7. Способ по п.1, характеризующийся тем, что количественная ПЦР с фрагментами геля в качестве матрицы проводится следующим образом:

фрагменты геля плавятся при 95°С в течение 10 минут;

10 мкл раствора фрагментов расплавленного геля разводятся в 10 раз водой; полученный раствор используется для постановки количественной ПЦР;

для количественной ПЦР используются пара праймеров: прямой 5`-GTGCTTGCGCCACCCACGT-3` и обратный 5’-GCCGCGCGGAGGCGGAG-3` и «TaqMan» зонд 5’-FAM AGTCCGTGGTGGGGCTGGGG BHQ1-3`, специфичные к повторам D4Z4 хромосомы 4;

в качестве контролей используются разведенный в 10 раз гель из зоны вне дорожек с добавлением и без геномной ДНК; положительный контроль с добавлением геномной ДНК; отрицательный контроль с добавлением воды для ПЦР.

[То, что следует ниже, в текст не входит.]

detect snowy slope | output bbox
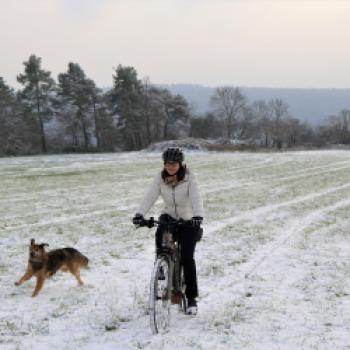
[0,151,350,350]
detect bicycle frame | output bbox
[144,218,187,334]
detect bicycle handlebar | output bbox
[140,217,193,228]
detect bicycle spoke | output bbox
[150,258,171,333]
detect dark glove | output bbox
[132,214,145,226]
[192,216,203,227]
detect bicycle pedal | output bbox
[171,293,182,304]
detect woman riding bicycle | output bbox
[133,148,204,315]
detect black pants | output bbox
[156,214,198,299]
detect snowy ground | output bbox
[0,151,350,350]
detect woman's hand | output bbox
[132,213,145,226]
[192,216,203,227]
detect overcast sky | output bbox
[0,0,350,88]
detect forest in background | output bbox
[0,55,350,156]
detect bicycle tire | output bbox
[180,265,188,313]
[149,255,172,334]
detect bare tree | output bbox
[210,86,246,138]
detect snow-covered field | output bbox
[0,151,350,350]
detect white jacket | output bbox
[138,170,204,220]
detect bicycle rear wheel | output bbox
[180,265,188,313]
[149,256,171,334]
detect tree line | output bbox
[0,55,350,155]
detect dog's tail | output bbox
[79,253,89,267]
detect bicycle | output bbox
[139,217,202,334]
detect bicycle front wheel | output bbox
[149,256,171,334]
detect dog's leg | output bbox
[15,265,33,286]
[69,264,84,285]
[32,275,45,298]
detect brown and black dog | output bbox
[15,239,89,297]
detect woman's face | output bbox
[164,162,180,175]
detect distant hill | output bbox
[159,84,350,126]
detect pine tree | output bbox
[58,62,100,150]
[17,55,55,153]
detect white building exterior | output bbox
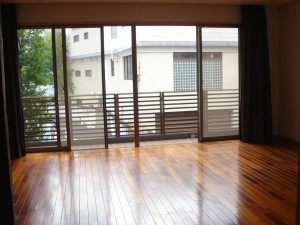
[67,26,238,95]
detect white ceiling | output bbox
[0,0,300,6]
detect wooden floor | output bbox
[12,141,298,225]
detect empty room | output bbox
[0,0,300,225]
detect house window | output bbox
[202,52,223,90]
[73,35,79,42]
[173,52,197,91]
[110,27,118,39]
[110,59,115,76]
[124,55,133,80]
[83,32,89,40]
[75,70,81,77]
[85,70,92,77]
[173,52,222,91]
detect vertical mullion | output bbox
[131,26,140,147]
[62,28,71,150]
[197,26,203,142]
[100,26,108,148]
[51,28,61,148]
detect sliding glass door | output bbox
[136,26,198,140]
[18,26,239,149]
[66,28,105,150]
[201,28,239,139]
[18,29,67,149]
[104,26,135,147]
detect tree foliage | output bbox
[18,29,53,96]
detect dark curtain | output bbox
[0,4,16,225]
[240,6,272,143]
[2,4,25,159]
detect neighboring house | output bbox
[67,26,238,95]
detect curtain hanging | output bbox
[2,4,25,159]
[0,4,16,224]
[240,6,272,143]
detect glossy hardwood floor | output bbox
[12,141,298,225]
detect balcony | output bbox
[23,90,239,148]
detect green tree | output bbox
[18,29,53,96]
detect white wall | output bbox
[17,3,241,25]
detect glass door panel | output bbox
[66,28,105,150]
[202,28,239,138]
[18,29,59,149]
[104,26,134,147]
[55,29,68,147]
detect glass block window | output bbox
[173,60,197,91]
[73,35,79,42]
[202,52,223,90]
[85,70,92,77]
[173,52,197,91]
[75,70,81,77]
[83,32,89,40]
[110,27,118,39]
[173,52,222,91]
[110,59,115,76]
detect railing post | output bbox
[68,96,74,142]
[160,92,166,134]
[114,94,120,137]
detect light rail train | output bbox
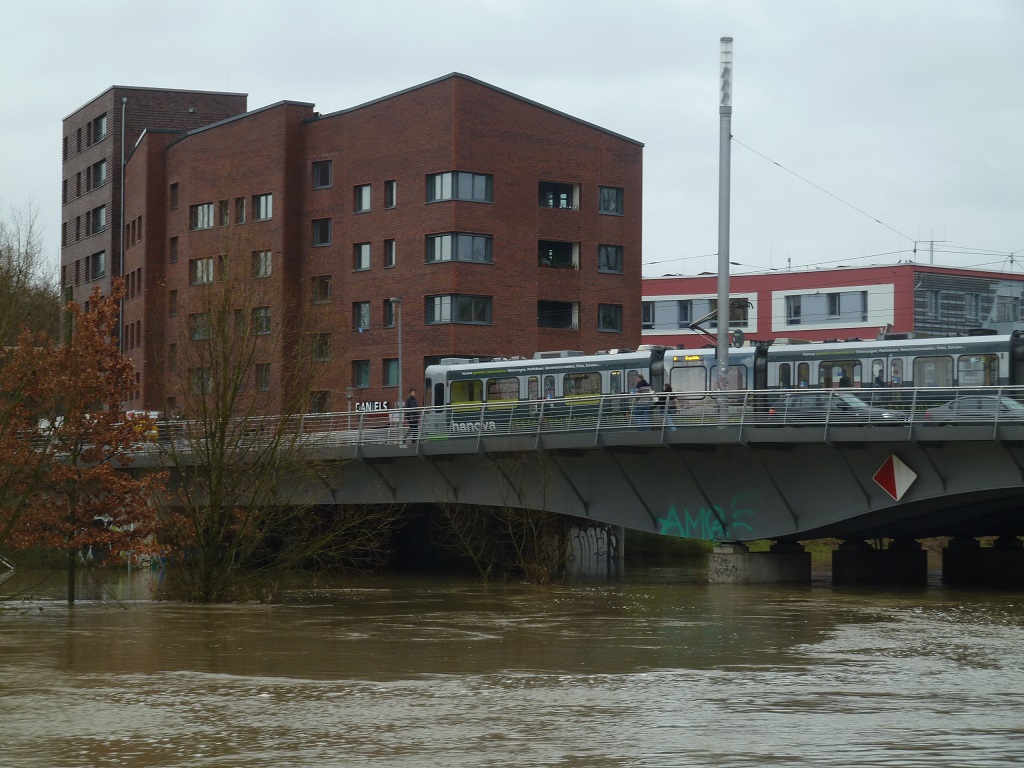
[425,331,1024,416]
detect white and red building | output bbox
[642,262,1024,348]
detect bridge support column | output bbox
[942,536,1024,588]
[833,539,928,584]
[708,542,811,584]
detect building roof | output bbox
[311,72,643,146]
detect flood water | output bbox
[0,568,1024,768]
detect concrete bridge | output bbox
[140,387,1024,586]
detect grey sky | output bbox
[0,0,1024,275]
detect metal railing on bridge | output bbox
[142,387,1024,451]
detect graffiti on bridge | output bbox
[657,494,755,541]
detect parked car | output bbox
[925,394,1024,424]
[768,389,907,424]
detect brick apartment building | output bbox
[642,262,1024,347]
[62,74,642,412]
[60,86,247,302]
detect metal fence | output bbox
[141,387,1024,451]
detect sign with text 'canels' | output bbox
[874,454,918,502]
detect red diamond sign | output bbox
[874,454,918,502]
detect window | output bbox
[313,219,331,246]
[827,293,842,317]
[597,304,623,333]
[597,246,623,273]
[352,301,370,331]
[964,293,981,321]
[188,368,213,394]
[785,296,803,326]
[642,299,691,331]
[537,240,580,269]
[352,184,373,213]
[426,294,492,325]
[708,298,750,328]
[86,160,106,189]
[352,360,370,389]
[427,171,494,203]
[252,251,273,278]
[383,357,398,387]
[253,193,273,221]
[188,203,213,229]
[312,334,331,362]
[89,113,106,144]
[352,243,370,271]
[540,181,580,210]
[188,312,213,341]
[956,354,999,387]
[313,160,334,189]
[312,274,331,304]
[995,292,1021,323]
[256,362,270,392]
[85,251,106,281]
[913,355,953,387]
[309,389,331,414]
[597,186,625,216]
[188,256,213,286]
[85,206,106,234]
[537,301,578,328]
[252,306,270,336]
[427,232,493,264]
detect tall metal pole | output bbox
[391,297,406,408]
[715,37,732,390]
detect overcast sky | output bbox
[0,0,1024,275]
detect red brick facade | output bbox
[112,75,642,411]
[60,86,246,301]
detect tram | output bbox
[767,331,1024,389]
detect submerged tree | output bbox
[160,231,396,602]
[0,284,159,602]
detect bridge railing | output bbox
[142,386,1024,451]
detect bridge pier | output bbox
[708,542,811,584]
[942,536,1024,588]
[833,539,928,585]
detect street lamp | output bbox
[388,296,406,408]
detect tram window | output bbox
[451,381,483,402]
[913,355,953,387]
[608,371,623,394]
[669,364,708,397]
[487,377,519,401]
[778,362,793,389]
[956,354,999,387]
[562,372,601,397]
[889,359,906,387]
[818,360,861,389]
[871,359,886,387]
[711,366,746,389]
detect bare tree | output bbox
[0,201,62,346]
[161,227,396,602]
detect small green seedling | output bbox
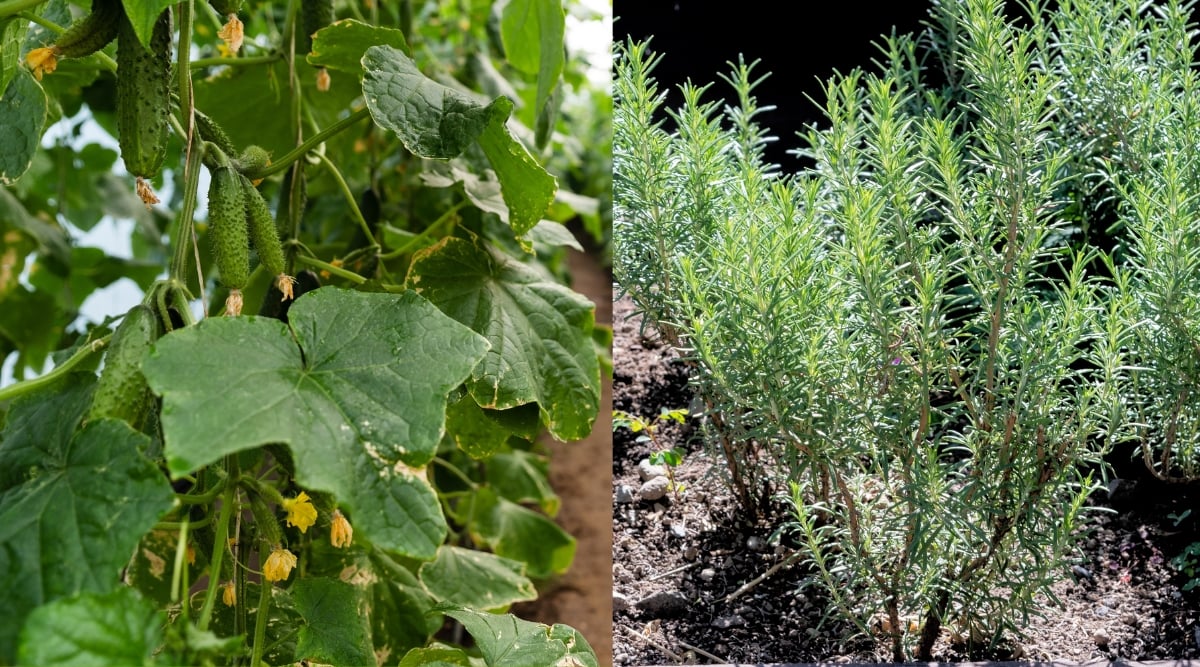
[612,408,688,500]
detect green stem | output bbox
[246,107,371,180]
[175,480,228,505]
[172,0,197,139]
[433,457,479,489]
[170,516,188,618]
[196,480,238,632]
[250,547,271,667]
[191,54,281,70]
[379,199,469,262]
[0,335,113,403]
[296,254,367,284]
[170,126,204,284]
[154,515,212,530]
[317,152,379,247]
[0,0,46,18]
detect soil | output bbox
[511,251,613,665]
[612,291,1200,666]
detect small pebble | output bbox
[613,483,634,505]
[637,458,667,482]
[637,477,671,500]
[713,614,746,630]
[635,590,689,618]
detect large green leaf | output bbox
[121,0,175,48]
[0,374,173,661]
[196,62,296,161]
[308,541,442,656]
[308,18,412,77]
[143,288,487,559]
[486,450,558,516]
[420,546,538,609]
[408,238,600,440]
[500,0,566,148]
[17,588,167,667]
[0,67,46,185]
[468,486,575,578]
[438,607,596,667]
[362,46,558,236]
[421,158,583,252]
[292,578,376,666]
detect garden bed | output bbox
[612,292,1200,665]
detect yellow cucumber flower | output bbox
[263,545,296,582]
[283,491,317,533]
[329,510,354,548]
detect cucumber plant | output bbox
[0,0,611,666]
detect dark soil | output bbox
[612,292,1200,666]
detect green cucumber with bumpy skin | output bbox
[54,0,125,58]
[209,167,250,316]
[88,305,162,429]
[116,11,172,205]
[240,176,284,276]
[296,0,334,53]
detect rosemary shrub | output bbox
[613,0,1200,661]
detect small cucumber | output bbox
[54,0,125,58]
[209,167,250,316]
[239,174,295,301]
[88,305,162,429]
[296,0,334,53]
[116,11,172,206]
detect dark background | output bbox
[613,0,930,172]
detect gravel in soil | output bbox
[612,292,1200,666]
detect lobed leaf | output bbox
[408,238,600,440]
[362,46,558,236]
[0,374,173,661]
[0,68,47,185]
[437,606,596,667]
[143,288,487,559]
[17,588,167,667]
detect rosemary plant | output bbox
[614,0,1200,661]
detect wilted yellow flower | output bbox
[283,489,317,533]
[217,14,246,54]
[226,289,242,317]
[25,47,61,80]
[263,545,296,582]
[329,510,354,548]
[275,274,296,301]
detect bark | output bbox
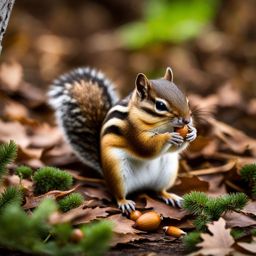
[0,0,15,54]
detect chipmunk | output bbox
[49,67,197,213]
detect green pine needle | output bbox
[230,228,246,240]
[183,231,202,252]
[183,192,248,231]
[0,187,22,210]
[183,191,209,215]
[80,221,112,256]
[240,164,256,182]
[15,165,33,179]
[223,193,248,211]
[58,193,84,212]
[33,167,73,194]
[0,140,17,179]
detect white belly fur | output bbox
[111,149,179,195]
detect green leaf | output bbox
[119,0,219,49]
[58,193,84,212]
[0,140,17,180]
[0,187,22,211]
[33,167,73,194]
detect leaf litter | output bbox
[0,3,256,255]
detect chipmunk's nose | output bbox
[182,117,190,124]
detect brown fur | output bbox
[71,80,109,129]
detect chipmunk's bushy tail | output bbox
[48,67,118,173]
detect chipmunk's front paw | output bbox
[186,124,197,142]
[169,132,184,146]
[159,191,183,208]
[117,199,136,215]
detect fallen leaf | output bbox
[241,201,256,216]
[217,82,242,107]
[190,160,236,175]
[223,212,256,228]
[83,187,112,202]
[208,118,256,156]
[40,142,78,166]
[23,185,79,210]
[193,218,235,256]
[30,123,63,148]
[0,61,23,92]
[0,120,30,148]
[106,214,143,234]
[171,176,209,195]
[237,237,256,253]
[73,207,116,225]
[110,232,144,246]
[142,195,188,220]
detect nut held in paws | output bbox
[135,211,161,231]
[175,125,188,138]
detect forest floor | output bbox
[0,0,256,256]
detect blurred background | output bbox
[0,0,256,136]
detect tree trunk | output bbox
[0,0,15,54]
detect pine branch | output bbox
[58,193,84,212]
[0,140,17,180]
[15,165,33,179]
[33,167,73,194]
[0,0,15,54]
[0,187,22,210]
[183,231,202,252]
[183,191,209,215]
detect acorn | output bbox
[135,211,161,231]
[130,210,142,221]
[163,226,187,238]
[70,228,84,243]
[175,125,188,139]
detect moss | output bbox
[33,167,73,194]
[58,193,84,212]
[15,165,33,179]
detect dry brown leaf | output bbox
[193,218,235,256]
[208,118,256,156]
[40,142,78,166]
[142,195,188,220]
[18,82,47,108]
[223,212,256,228]
[30,123,63,148]
[171,176,209,195]
[241,201,256,216]
[0,120,30,148]
[190,159,236,175]
[73,207,118,225]
[237,237,256,254]
[200,174,227,196]
[106,214,143,234]
[0,61,23,92]
[111,232,144,246]
[23,185,79,209]
[218,82,242,107]
[83,187,112,202]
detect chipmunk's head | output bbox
[134,67,191,130]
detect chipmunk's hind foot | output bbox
[158,190,184,208]
[117,199,136,215]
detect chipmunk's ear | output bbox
[164,67,173,82]
[135,73,150,100]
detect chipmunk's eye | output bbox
[156,100,168,111]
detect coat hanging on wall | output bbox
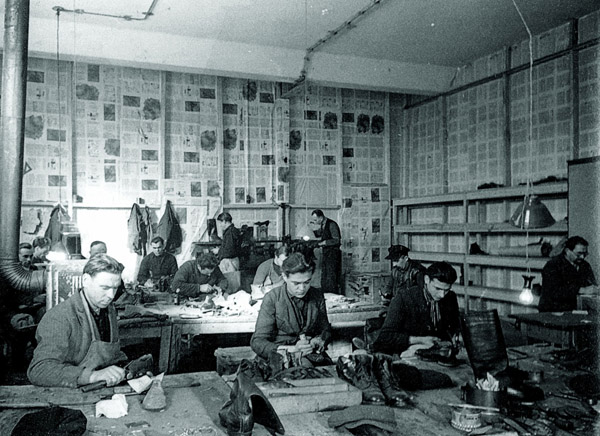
[156,200,183,253]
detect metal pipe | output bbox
[0,0,45,292]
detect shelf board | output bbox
[467,255,550,269]
[452,285,540,307]
[410,251,549,270]
[410,251,465,263]
[394,221,568,234]
[392,182,568,207]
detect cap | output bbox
[385,245,410,260]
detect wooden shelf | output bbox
[452,285,540,307]
[394,221,568,234]
[392,182,568,313]
[392,182,568,206]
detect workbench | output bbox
[0,344,600,436]
[119,303,381,372]
[509,312,598,348]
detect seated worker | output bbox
[19,242,37,271]
[382,245,425,300]
[31,236,51,264]
[250,253,331,364]
[171,253,229,298]
[217,212,242,273]
[27,254,127,387]
[90,241,108,259]
[371,262,460,354]
[538,236,598,312]
[90,241,125,301]
[137,236,177,288]
[252,244,290,286]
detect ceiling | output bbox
[5,0,600,93]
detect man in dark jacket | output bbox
[372,262,460,354]
[250,253,331,359]
[383,245,425,299]
[171,253,228,298]
[217,212,242,272]
[311,209,342,294]
[137,236,177,287]
[538,236,598,312]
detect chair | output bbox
[460,309,508,379]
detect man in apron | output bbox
[27,254,127,387]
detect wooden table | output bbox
[0,344,600,436]
[509,312,598,348]
[119,303,380,372]
[119,316,174,372]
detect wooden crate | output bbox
[256,377,362,415]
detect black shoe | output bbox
[336,354,385,404]
[373,354,412,407]
[219,372,285,436]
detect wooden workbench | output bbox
[0,344,600,436]
[119,303,381,372]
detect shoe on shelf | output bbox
[373,354,413,407]
[336,354,385,404]
[352,337,367,351]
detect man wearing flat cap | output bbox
[382,245,425,300]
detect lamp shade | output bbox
[510,195,556,229]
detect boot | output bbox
[336,354,385,404]
[219,372,285,436]
[373,354,412,407]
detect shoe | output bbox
[336,354,385,404]
[352,338,367,350]
[219,372,285,436]
[373,354,412,407]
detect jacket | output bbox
[250,283,331,359]
[27,292,127,387]
[156,200,183,253]
[171,260,229,298]
[373,286,460,354]
[538,254,597,312]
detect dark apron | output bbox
[79,295,127,371]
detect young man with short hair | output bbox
[27,254,127,387]
[171,253,229,298]
[137,236,177,287]
[372,262,460,354]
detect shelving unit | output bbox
[392,182,568,312]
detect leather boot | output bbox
[373,354,412,407]
[219,372,285,436]
[336,354,385,404]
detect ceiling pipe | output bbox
[288,0,385,92]
[52,0,158,21]
[0,0,46,292]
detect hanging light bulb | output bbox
[519,275,533,304]
[510,195,556,229]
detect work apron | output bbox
[79,295,127,371]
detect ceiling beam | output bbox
[21,17,455,94]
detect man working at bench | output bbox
[27,254,127,387]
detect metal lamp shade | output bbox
[510,195,556,229]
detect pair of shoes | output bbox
[374,354,413,407]
[336,354,411,407]
[336,354,385,404]
[352,337,367,351]
[219,372,285,436]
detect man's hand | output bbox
[90,365,125,386]
[310,336,325,353]
[579,285,600,295]
[408,336,440,348]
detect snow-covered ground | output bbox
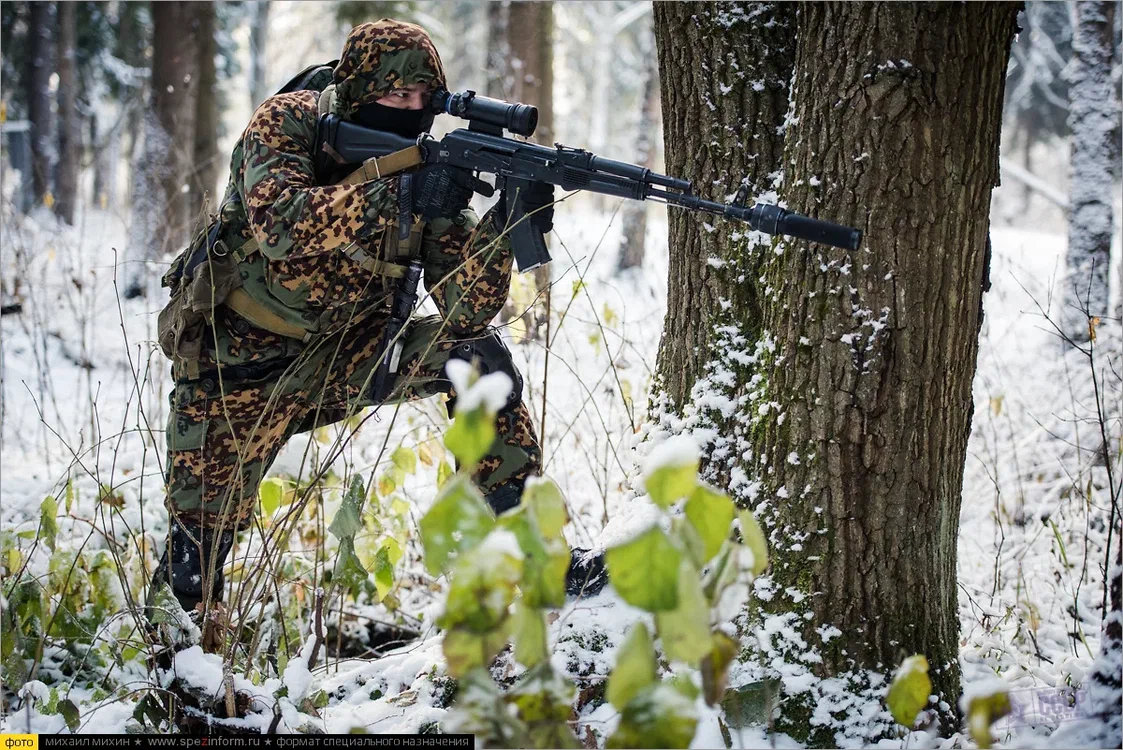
[0,187,1121,747]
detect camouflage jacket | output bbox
[171,19,509,364]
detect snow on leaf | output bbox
[419,476,495,576]
[605,527,683,612]
[686,483,734,564]
[604,622,658,711]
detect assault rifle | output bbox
[317,90,861,272]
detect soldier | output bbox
[153,19,606,624]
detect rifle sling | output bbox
[338,146,424,185]
[223,286,312,341]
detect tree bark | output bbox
[1061,1,1120,344]
[127,0,203,295]
[652,2,795,415]
[506,0,554,337]
[485,0,511,101]
[25,2,55,204]
[189,2,219,219]
[249,0,270,109]
[55,2,82,225]
[617,51,661,271]
[751,2,1020,746]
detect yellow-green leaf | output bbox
[702,630,738,706]
[739,511,768,576]
[514,602,550,668]
[390,446,418,474]
[967,687,1010,750]
[885,653,932,729]
[419,476,495,576]
[257,476,284,518]
[522,477,569,539]
[655,560,711,665]
[374,545,394,602]
[605,527,683,612]
[686,483,736,563]
[445,405,495,470]
[437,458,455,490]
[39,495,58,551]
[444,618,511,679]
[604,622,658,711]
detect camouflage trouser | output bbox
[166,212,541,528]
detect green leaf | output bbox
[445,405,495,472]
[381,537,402,565]
[702,630,738,706]
[444,618,511,678]
[961,682,1010,750]
[39,495,58,551]
[499,505,569,607]
[670,515,705,568]
[441,668,530,748]
[605,683,699,748]
[331,537,369,596]
[739,511,768,576]
[686,483,734,564]
[885,655,932,729]
[58,698,81,732]
[328,474,366,541]
[390,446,418,474]
[655,560,710,665]
[514,602,550,668]
[437,458,456,490]
[604,622,658,711]
[604,527,683,612]
[148,583,183,625]
[419,476,495,576]
[522,477,569,539]
[374,545,394,602]
[257,476,284,518]
[437,530,522,634]
[506,661,582,749]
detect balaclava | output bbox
[330,18,446,138]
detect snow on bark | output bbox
[1062,2,1120,342]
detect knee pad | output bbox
[441,328,522,413]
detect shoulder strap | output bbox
[273,60,339,97]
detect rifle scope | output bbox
[429,89,538,136]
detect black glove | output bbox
[412,164,491,221]
[495,180,554,235]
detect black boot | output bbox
[149,519,234,612]
[484,482,609,596]
[565,547,609,596]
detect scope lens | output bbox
[506,104,538,136]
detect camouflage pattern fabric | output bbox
[166,19,541,528]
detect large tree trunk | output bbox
[750,2,1020,744]
[506,0,554,336]
[127,0,201,295]
[55,2,82,225]
[654,2,795,422]
[249,0,270,109]
[25,2,55,204]
[484,0,511,100]
[617,52,660,271]
[1061,1,1120,344]
[189,2,219,220]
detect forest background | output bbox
[0,0,1123,747]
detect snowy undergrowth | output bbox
[0,195,1117,747]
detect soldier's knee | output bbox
[441,328,522,412]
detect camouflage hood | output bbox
[331,18,445,118]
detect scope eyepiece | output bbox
[430,89,538,136]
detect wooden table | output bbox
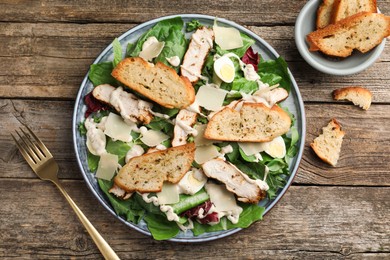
[0,0,390,259]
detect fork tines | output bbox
[11,126,52,167]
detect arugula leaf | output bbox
[232,78,258,94]
[88,62,117,87]
[259,72,283,86]
[239,147,257,162]
[226,143,240,163]
[97,179,145,224]
[126,17,183,57]
[216,32,255,58]
[257,56,291,92]
[77,120,87,135]
[186,19,203,32]
[112,38,122,68]
[153,106,180,117]
[144,213,180,240]
[192,203,265,236]
[106,138,131,165]
[145,116,174,136]
[155,27,187,70]
[87,149,100,172]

8. Способ по п.1, характеризующийся тем, что анализ данных количественной ПЦР с фрагментами геля в качестве матрицы проводится следующим образом:

полученные средние значения пороговых циклов каждого фрагмента геля обрабатываются в программе Microsoft Excel; обсчет данных ПЦР осуществляется методом 2^-ΔΔCt,

при расчетах вычисляется разница между двумя типами фрагментов геля: фрагменты вне зоны дорожек и фрагменты дорожки геля; внутренним контролем служит агарозный гель из зоны вне дорожек, т.к. он отражает контаминированность агарозного геля таргетными молекулами, таким образом, изменения в типе образцов вне зоны дорожек геля сводится к нулю, в результате уравнение для обсчета данных сводится к виду: N(i)=2 - (Ct(i) - Ct(g)), где N(i) - относительное значение концентрации последовательностей D4Z4 в исследуемом фрагменте геля; Ct(g) - среднее значение порогового цикла в образце контрольного геля «G-»; Ct(i) - среднее значение порогового цикла в исследуемом фрагменте геля, по полученным данным строится гистограмма;

фрагменты геля с максимальными значениями относительной концентрации таргетных молекул указывают на наличие в них таргетных аллелей, сопоставив положение данных фрагментов геля относительно маркера молекулярного веса, делается вывод о количестве макросателлитных повторов D4Z4 хромосомы 4 в обнаруженных аллелях.